The pews were rock hard and, being a church, we weren’t allowed our usual stiffener of whisky. After the second hour I thought I had died and had been placed in once of Dante’s rings of Hell specially created for those who had been particularly bad (leaving toast crumbs in the butter, etc.) And it was only by repeatedly and painfully punching myself on the leg and knocking my head on the pew in front that I was able to survive the ordeal.

So, as you can probably now imagine, it was with some trepidation that I received my new Wavesense Jazz blood glucose testing meter in the post.

The meter itself is small, compact and is pretty straightforward to use, having up, down and “do” buttons. It has quite a useful backlight (but nothing to light up the test strip itself – surely the Holy Grail of night-time meter usage) and a plethora of graphs and statistics about your glucose management.

The Wavesense Jazz also comes with alarms that can flash and buzz if you are hyper or hypo. Though I would have thought the readout displaying a result of 2.3 or 17.4 in big numbers would be have been enough notice for the average user, but the alarms might be useful for the moronic.

The meter allows you to tag results as being before breakfast, after breakfast and so on to allow you to track your blog glucose compared to mealtimes which is a mildly useful feature. However, from the meter itself you can’t adjust what time it thinks breakfast, lunch or dinner should be and to my tastes they were far too early. Dinner at 6pm? Pfft, I haven’t even begun to start my nightly Bacchanalian feasts of port and pheasant by then. I suspect these timings will be adjustable via the computer software that will come with the meter (once it has been approved) but even so it would be nice to adjust these things via the meter.

The Jazz also allowed me to try out Wavesense’s test strips for the first time. And by crikey I like ’em. Handily they can only slot into the meter one way, useful in low-light conditions (such as in an opium den or crack house) and they soak up the teeny-tiny amount of gory blood required in a jiffy. Processing is quick (though perhaps not as quick as the “1-2-3″ advertised) and the lancet firing device looks cool and works as well as any.

Of least use is the positive feedback mechanism which gives you a little smiley-face icon if your latest reading is within acceptable limits. As much use as a gelignite suppository, this icon will only be of practical help to drooling morons, but its cheery countenance when I get things right does help me to block out the nightmare of that hideous night in Bowmore.

Sample size – 3/5
0.5μL – fairly large but acceptable

Test time – 4/5
3 seconds – though oddly seems longer

Test strip calibration
– 5/5
Self-calibrating – yay!

Test strip slurpiness – 4/5
Nice ‘n’ slurpy

Memory – 5/5
1,865 results – a memory like an elephant

Sexiness – 4/5
Not bad, nice sexy screen

Beeping – 5/5
Can be turned off, thank heavens

4am test – 3/5
Nice bright backlight is helpful.

Grand total – 33/40

Read about our reviews here.

1,8651.865

Diabetics need to control blood pressure

The BBC reports today that half of people with diabetes are failing to keep control of their blood pressure, risking “damaging” complications, figures suggest.The analysis of NHS data in England by Diabetes UK showed the number of people not hitting their target has been stuck at about 50% in recent years.

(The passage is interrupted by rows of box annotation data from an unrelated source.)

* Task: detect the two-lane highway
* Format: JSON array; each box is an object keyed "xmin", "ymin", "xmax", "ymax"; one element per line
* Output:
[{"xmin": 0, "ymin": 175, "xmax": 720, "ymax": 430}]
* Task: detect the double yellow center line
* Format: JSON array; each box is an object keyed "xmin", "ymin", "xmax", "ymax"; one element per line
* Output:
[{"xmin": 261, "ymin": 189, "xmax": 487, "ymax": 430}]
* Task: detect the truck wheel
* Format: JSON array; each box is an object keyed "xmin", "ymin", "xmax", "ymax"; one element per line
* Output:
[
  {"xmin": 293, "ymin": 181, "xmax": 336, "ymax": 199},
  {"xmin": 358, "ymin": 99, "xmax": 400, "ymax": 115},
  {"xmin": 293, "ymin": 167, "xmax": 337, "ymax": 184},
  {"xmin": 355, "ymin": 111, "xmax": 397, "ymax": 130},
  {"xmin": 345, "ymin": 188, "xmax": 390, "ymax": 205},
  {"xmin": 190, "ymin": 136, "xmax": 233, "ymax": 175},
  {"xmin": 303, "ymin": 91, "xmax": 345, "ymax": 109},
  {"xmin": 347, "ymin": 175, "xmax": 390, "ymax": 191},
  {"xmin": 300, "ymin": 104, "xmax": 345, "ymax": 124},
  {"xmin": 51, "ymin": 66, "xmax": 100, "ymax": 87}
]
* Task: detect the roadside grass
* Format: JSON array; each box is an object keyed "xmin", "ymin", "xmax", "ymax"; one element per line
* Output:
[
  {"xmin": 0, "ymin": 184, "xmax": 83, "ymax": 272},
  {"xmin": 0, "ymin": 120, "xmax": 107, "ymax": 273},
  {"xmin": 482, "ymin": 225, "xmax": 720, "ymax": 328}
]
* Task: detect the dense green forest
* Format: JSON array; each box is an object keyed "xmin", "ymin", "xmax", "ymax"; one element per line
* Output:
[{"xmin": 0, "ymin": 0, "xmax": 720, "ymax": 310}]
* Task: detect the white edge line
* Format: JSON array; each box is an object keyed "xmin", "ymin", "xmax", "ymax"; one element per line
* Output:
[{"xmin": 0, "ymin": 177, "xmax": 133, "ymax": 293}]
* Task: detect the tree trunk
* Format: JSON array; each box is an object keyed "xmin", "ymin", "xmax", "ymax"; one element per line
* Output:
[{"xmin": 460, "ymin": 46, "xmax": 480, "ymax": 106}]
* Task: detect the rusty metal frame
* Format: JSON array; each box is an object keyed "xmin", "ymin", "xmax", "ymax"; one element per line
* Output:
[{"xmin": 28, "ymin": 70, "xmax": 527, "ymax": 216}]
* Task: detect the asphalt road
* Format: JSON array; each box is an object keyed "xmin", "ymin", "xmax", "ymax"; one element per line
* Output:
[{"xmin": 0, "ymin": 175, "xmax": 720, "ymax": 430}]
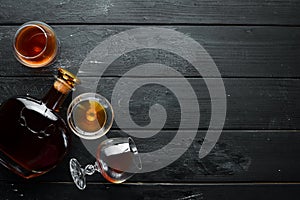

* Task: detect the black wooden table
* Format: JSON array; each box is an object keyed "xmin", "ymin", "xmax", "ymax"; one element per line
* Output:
[{"xmin": 0, "ymin": 0, "xmax": 300, "ymax": 200}]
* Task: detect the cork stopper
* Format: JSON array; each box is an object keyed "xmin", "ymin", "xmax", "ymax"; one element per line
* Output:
[
  {"xmin": 57, "ymin": 68, "xmax": 80, "ymax": 88},
  {"xmin": 54, "ymin": 68, "xmax": 80, "ymax": 94}
]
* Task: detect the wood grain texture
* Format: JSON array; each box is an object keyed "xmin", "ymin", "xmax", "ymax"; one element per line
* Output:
[
  {"xmin": 0, "ymin": 0, "xmax": 300, "ymax": 25},
  {"xmin": 0, "ymin": 130, "xmax": 300, "ymax": 183},
  {"xmin": 0, "ymin": 77, "xmax": 300, "ymax": 130},
  {"xmin": 0, "ymin": 183, "xmax": 300, "ymax": 200},
  {"xmin": 0, "ymin": 25, "xmax": 300, "ymax": 78}
]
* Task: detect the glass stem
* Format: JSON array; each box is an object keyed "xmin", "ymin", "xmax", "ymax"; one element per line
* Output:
[{"xmin": 84, "ymin": 161, "xmax": 100, "ymax": 175}]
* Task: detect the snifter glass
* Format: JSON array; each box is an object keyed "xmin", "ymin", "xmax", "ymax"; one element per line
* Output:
[
  {"xmin": 67, "ymin": 93, "xmax": 114, "ymax": 139},
  {"xmin": 13, "ymin": 21, "xmax": 59, "ymax": 68},
  {"xmin": 70, "ymin": 137, "xmax": 142, "ymax": 190}
]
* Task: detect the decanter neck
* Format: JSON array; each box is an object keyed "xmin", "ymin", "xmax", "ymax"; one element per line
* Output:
[
  {"xmin": 42, "ymin": 68, "xmax": 80, "ymax": 112},
  {"xmin": 42, "ymin": 79, "xmax": 72, "ymax": 112}
]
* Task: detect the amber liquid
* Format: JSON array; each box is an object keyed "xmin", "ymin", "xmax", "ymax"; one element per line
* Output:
[
  {"xmin": 0, "ymin": 97, "xmax": 70, "ymax": 178},
  {"xmin": 73, "ymin": 100, "xmax": 107, "ymax": 132},
  {"xmin": 14, "ymin": 24, "xmax": 58, "ymax": 67}
]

This dog doesn’t worry about high blood pressure – mainly because I’m a dog and don’t have to worry about these things. As for you diabetics, there’s only one word for you – “PANIC!”

Source: http://www.bbc.co.uk/news/health-17626129

Even more selfless diabetes travel research

Alison on glacier
Wearing multiple layers to hike on a glacier means you needn’t worry about where to hide your pump. Actually finding your pump amongst the layers is a completely different challenge.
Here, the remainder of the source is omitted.